The output from the second command: APPTAINER_APPNAME= APPTAINER_BIND=/home/$USERID/scripts/MetacellAnalysisToolkit APPTAINER_COMMAND=exec APPTAINER_CONTAINER=/home/$USERID/scripts/MetacellAnalysisToolkit/matk_v1.0.sif APPTAINER_ENVIRONMENT=/.singularity.d/env/91-environment.sh APPTAINER_NAME=matk_v1.0.sif HOME=/home/$USERID LANG=C.UTF-8 LC_ALL=C.UTF-8 LD_LIBRARY_PATH=/.singularity.d/libs PATH=/opt/conda/envs/MetacellAnalysisToolkit/bin:/opt/conda/bin:/usr/local/sbin:/usr/local/bin:/usr/sbin:/usr/bin:/sbin:/bin:/MetacellAnalysisToolkit/cli/ PROMPT_COMMAND=PS1="Apptainer> "; unset PROMPT_COMMAND PS1=Apptainer> PWD=/gpfs/ycga/pi/coppola/SamKatz/scripts/MetacellAnalysisToolkit R_LIBS_USER=/opt/conda/envs/MetacellAnalysisToolkit/lib/R/library SINGULARITY_BIND=/home/$USERID/scripts/MetacellAnalysisToolkit SINGULARITY_CONTAINER=/home/$USERID/scripts/MetacellAnalysisToolkit/matk_v1.0.sif SINGULARITY_ENVIRONMENT=/.singularity.d/env/91-environment.sh SINGULARITY_NAME=matk_v1.0.sif TERM=xterm-256color

Best Gianfilippo

aurelieGabriel commented 6 months ago

Hello,

Based on these outputs, to me it seems that the paths inside the container are correct with --cleanenv, what is your error running the matk command including the cleanenv option?

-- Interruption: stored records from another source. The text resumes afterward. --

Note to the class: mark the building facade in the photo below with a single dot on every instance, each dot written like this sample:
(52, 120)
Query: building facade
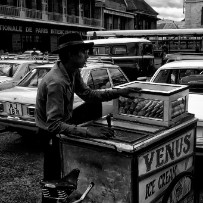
(193, 13)
(25, 24)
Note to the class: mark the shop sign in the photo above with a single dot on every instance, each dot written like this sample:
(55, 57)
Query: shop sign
(58, 32)
(154, 186)
(11, 28)
(167, 153)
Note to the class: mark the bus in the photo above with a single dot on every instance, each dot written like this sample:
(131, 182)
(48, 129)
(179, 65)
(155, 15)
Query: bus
(134, 55)
(164, 40)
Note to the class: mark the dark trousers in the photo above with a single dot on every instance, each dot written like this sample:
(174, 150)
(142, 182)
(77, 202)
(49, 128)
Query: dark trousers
(52, 160)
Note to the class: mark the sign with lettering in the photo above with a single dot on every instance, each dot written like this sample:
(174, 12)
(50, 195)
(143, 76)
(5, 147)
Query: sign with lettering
(11, 28)
(167, 153)
(154, 186)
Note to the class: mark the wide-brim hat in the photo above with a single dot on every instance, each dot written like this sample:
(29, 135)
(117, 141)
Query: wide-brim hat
(72, 40)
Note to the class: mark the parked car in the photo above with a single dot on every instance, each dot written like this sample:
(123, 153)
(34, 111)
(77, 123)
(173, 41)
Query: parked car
(187, 72)
(182, 56)
(28, 55)
(12, 71)
(175, 73)
(17, 105)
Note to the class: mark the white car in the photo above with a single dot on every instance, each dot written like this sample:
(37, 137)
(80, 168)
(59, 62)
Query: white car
(17, 105)
(12, 71)
(187, 72)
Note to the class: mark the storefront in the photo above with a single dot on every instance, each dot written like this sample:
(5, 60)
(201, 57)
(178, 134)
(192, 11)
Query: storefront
(18, 36)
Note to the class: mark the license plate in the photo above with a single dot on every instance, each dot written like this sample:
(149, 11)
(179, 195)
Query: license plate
(14, 109)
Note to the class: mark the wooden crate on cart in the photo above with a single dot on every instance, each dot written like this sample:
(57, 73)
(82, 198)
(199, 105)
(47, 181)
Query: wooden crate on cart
(158, 104)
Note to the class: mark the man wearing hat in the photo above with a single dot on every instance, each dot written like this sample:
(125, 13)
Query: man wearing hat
(54, 103)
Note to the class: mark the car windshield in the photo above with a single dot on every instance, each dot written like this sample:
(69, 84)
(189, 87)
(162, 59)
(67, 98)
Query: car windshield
(8, 69)
(190, 76)
(33, 78)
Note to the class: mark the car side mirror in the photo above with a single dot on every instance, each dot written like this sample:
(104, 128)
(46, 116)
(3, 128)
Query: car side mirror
(142, 78)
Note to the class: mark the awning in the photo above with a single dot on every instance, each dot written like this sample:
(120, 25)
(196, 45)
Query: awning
(119, 13)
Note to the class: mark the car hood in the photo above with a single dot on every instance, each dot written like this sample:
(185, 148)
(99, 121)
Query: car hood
(195, 105)
(26, 95)
(5, 79)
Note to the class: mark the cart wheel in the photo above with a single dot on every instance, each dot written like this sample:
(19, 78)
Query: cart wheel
(179, 188)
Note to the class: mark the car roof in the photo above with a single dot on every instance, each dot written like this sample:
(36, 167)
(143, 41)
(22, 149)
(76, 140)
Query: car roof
(116, 41)
(88, 65)
(183, 64)
(17, 61)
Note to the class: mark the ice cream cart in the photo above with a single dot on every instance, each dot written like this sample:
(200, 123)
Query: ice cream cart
(151, 156)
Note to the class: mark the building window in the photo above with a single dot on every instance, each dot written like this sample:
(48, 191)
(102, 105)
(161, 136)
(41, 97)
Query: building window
(202, 17)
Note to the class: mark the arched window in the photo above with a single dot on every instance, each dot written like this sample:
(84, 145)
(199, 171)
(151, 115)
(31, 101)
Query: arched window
(202, 17)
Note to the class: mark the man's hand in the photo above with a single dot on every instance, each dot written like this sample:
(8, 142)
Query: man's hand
(100, 132)
(125, 92)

singularity run --no-home --cleanenv --bind $(pwd) matk_v1.0.sif MATK -t SuperCell -i data/cd34_multiome_rna.h5ad -o MATK_output/SuperCell/cd34/ -n 50 -f 2000 -k 30 -g 75 -s seurat

or

singularity run --no-home --cleanenv --env R_LIBS_USER=/opt/conda/envs/MetacellAnalysisToolkit/lib/R/library --bind $(pwd) matk_v1.0.sif MATK -t SuperCell -i data/cd34_multiome_rna.h5ad -o MATK_output/SuperCell/cd34/ -n 50 -f 2000 -k 30 -g 75 -s seurat

I had some issues installing your version of apptainer, I will come back to you when it is solved. Best, Aurélie

gianfilippo commented 5 months ago

Hi,

sorry about the delay.

I just tried the last two commands and the runs completed without errors.

I did not change anything on the cluster or my account settings. So I do not know why things are working now. I will try with my data and see.

Thanks

ksoleary commented 5 months ago

Just want to add for people (not sure if this could be causing any of the problems in this thread) that Seurat files should be v3/4 and file name should end in .rds not .RDS (case sensitive, sometimes people use all caps for file suffix). Great tool! It's working really well for me.

gianfilippo commented 5 months ago

Hi, I tried running on my data and on the example data. SuperCell seems to work, but if I try SEACells or MetaCell, I get the following error File "$HOME/bin/MetacellAnalysisToolkit/cli/MetaCell2CL.py", line 312, in main(sys.argv[1:]) File "$HOME/bin/MetacellAnalysisToolkit/cli/MetaCell2CL.py", line 175, in main ro.r(f'sobj <- readRDS("{input_file}")') File "$HOME/.conda/envs/MetacellAnalysisToolkit/lib/python3.9/site-packages/rpy2/robjects/init.py", line 459, in call res = self.eval(p) File "$HOME/.conda/envs/MetacellAnalysisToolkit/lib/python3.9/site-packages/rpy2/robjects/functions.py", line 208, in call return (super(SignatureTranslatedFunction, self) File "$HOME/.conda/envs/MetacellAnalysisToolkit/lib/python3.9/site-packages/rpy2/robjects/functions.py", line 131, in call res = super(Function, self).call(*new_args, *new_kwargs) File "$HOME/.conda/envs/MetacellAnalysisToolkit/lib/python3.9/site-packages/rpy2/rinterfacelib/conversion.py", line 45, in cdata = function(args, **kwargs) File "$HOME/.conda/envs/MetacellAnalysisToolkit/lib/python3.9/site-packages/rpy2/rinterface.py", line 817, in call raise embedded.RRuntimeError(_rinterface._geterrmessage()) rpy2.rinterface_lib.embedded.RRuntimeError: Error in gzfile(file, "rb") : cannot open the connection

I also get a warning before: WARNING: The R package "reticulate" only fixed recently an issue that caused a segfault when used with rpy2: https://github.com/rstudio/reticulate/pull/1188 Make sure that you use a version of that package that includes the fix.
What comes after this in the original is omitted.